Matt 4:8-11 “Again the devil took Him up on an exceedingly high mountain, and showed Him all the kingdoms of the world and their glory.  And he said to Him, ‘all these things I will give You if You will fall down and worship me.’  Then Jesus said to him, ‘away with you Satan, for it is written, you shall worship the Lord your God and Him only you shall serve.’  Then the devil left Him and behold angels came and ministered to Him.”

1SG 34 “Satan claimed the kingdoms of earth as his, and he insinuated to Jesus that all His suffering might be saved.  He need not die to obtain the kingdoms of this world.  But He might have the entire possessions of earth and the glory of reigning over them, if He would worship him.  Jesus was steadfast.  He chose His life of suffering, His dreadful death, and in the way appointed by His Father to become a lawful Heir to the kingdoms of the earth, and have them given in His hands as an everlasting possession.”

1SM 255 (ST June 9, 1898) “It was on this point that Satan thought to overthrow Christ.  He thought that, in His humanity, He could be easily overcome.  But Christ was unmoved.  He felt the strength of this temptation, but He met it in our behalf and conquered.  And He used only the weapons justifiable for human beings to use – the Word of Him who is mighty in counsel, – it is written.”  (Matt 4:4,10)

Lt. 1a, 1872 “The thrones and kingdoms of the world and the glory of them were presented to Christ.  Never will we have temptations as strong as those that assailed Him.  But Satan comes to us with worldly honor, wealth, and the pleasures of life.  These temptations are varied to meet men of every rank and degree, tempting them away from God to serve themselves more than their Creator.  ‘All these things will I give Thee,’ said Satan to Christ.  ‘All these things will I give Thee,’ says Satan to man.  All this money, this land, all this power and honor and riches would I give thee.  And man is charmed, deceived and treacherously allured on to his ruin.”

RH Mar 1, 1887 “The desire to accumulate wealth is an original affection of our nature, implanted there by our Heavenly Father for noble ends.  Every faculty might have been cultivated to the highest possible elevation by exercise for the heavenly, immortal life, and for the far more exceeding eternal weight of glory.”

DA 24 “And He exercised in His own behalf no power that is not freely offered to us.”

5BC 1108  (YI April 25, 1901) When Christ bowed His head and died, He bore the pillars of Satan’s kingdom with Him to the earth.
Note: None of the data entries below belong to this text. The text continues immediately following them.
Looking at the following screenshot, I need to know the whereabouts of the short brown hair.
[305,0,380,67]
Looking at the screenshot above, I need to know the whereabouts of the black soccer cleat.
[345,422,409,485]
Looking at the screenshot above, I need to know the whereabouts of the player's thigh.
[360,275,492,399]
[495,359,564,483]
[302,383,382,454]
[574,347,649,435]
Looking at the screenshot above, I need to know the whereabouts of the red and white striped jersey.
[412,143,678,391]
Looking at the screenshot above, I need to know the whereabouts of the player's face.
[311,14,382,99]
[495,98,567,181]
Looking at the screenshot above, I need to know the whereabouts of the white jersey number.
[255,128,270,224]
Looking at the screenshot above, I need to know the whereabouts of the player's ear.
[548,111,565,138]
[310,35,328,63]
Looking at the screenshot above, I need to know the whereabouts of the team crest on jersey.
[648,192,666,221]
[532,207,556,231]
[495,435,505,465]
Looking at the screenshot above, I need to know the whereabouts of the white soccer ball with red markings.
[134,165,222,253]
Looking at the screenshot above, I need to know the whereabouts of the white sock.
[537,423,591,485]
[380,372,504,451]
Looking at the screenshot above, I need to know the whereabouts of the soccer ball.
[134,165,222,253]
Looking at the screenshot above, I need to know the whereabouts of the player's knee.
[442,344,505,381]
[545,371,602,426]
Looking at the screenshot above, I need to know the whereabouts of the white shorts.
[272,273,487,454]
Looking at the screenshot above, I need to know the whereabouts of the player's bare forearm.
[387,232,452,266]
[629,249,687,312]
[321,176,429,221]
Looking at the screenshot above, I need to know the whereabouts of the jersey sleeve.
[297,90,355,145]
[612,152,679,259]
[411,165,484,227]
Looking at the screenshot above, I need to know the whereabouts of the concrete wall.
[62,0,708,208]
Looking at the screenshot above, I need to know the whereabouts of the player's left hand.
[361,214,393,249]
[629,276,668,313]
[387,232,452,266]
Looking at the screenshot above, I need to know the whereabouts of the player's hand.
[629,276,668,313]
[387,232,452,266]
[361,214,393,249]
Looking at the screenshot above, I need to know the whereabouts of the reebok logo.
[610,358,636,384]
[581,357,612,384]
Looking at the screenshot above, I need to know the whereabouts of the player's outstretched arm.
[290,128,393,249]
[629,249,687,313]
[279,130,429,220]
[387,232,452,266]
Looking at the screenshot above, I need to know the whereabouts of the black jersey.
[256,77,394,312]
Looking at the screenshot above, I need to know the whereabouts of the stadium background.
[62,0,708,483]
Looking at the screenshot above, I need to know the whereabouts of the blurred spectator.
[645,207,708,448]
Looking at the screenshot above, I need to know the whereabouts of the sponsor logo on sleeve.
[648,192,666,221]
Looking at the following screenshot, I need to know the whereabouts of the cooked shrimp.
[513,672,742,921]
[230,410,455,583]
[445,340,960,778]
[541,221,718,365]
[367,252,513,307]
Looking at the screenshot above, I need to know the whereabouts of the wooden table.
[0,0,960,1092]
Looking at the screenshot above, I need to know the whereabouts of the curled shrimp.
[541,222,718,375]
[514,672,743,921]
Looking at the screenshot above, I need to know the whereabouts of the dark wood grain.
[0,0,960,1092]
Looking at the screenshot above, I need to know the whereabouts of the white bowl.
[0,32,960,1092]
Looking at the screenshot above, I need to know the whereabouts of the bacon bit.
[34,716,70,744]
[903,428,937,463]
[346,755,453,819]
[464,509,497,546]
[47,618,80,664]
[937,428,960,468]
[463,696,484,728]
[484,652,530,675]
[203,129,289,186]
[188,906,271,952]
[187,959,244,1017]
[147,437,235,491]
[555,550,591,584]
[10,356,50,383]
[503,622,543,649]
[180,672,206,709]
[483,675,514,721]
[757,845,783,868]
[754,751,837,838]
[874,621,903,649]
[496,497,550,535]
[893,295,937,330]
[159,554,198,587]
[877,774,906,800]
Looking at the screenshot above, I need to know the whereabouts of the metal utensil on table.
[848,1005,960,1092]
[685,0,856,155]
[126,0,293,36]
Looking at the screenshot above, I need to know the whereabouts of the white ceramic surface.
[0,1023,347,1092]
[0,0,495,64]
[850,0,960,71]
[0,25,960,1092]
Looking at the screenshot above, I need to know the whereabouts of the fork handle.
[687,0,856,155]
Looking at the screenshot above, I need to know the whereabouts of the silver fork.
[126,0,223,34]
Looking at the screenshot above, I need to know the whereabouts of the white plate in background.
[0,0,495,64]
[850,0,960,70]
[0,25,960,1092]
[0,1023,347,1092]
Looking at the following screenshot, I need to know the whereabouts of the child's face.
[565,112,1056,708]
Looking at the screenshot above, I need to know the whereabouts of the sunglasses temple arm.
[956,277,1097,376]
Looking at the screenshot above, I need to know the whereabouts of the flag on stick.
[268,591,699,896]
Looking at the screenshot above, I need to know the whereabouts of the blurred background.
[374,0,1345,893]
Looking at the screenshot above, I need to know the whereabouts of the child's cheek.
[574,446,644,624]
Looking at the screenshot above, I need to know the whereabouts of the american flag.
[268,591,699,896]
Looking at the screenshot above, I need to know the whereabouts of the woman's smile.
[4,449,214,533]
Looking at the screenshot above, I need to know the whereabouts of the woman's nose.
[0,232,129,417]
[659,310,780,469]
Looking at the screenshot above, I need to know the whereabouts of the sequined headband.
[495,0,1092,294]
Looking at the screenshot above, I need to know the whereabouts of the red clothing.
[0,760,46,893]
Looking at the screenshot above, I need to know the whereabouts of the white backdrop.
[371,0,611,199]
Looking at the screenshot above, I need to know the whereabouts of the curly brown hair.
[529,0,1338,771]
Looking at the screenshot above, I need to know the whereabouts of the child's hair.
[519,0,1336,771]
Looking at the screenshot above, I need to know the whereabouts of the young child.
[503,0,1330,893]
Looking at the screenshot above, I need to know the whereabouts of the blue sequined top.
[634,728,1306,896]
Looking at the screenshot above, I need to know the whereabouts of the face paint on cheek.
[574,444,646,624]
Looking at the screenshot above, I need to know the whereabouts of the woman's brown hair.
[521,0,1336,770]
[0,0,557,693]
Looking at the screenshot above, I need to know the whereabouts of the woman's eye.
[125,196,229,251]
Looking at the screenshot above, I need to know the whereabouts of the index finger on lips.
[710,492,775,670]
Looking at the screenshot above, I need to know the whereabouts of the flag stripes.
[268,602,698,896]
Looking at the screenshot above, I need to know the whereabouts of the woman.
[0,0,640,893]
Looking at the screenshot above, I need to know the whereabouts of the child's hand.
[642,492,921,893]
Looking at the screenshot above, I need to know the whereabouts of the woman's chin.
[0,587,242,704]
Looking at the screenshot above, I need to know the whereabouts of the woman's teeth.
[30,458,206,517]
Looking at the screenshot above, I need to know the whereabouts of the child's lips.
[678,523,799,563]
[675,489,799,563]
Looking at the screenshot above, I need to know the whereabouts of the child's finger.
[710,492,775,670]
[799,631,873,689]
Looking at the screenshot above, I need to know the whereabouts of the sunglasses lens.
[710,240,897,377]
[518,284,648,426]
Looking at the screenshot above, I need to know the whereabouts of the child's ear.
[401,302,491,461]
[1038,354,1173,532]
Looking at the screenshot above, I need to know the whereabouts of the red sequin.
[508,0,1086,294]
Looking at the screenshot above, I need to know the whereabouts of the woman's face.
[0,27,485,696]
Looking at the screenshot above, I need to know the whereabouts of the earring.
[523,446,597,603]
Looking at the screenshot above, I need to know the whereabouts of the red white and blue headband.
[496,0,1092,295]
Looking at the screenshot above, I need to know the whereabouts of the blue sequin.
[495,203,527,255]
He vanquished Satan in the same nature over which in Eden Satan obtained the victory. The enemy was overcome by Christ in His human nature. The power of the Saviour’s Godhead was hidden. He overcame in human nature, relying upon God for power. This is the privilege of all. In proportion to our faith will be our victory.

DA 119 “Christ was not to exercise divine power for His own benefit.  He had come to bear trial as we must do, leaving us an example of faith and submission.  Neither here nor at any subsequent time in His earthly life did He work a miracle in His own behalf.  His wonderful works were all for the good of others.”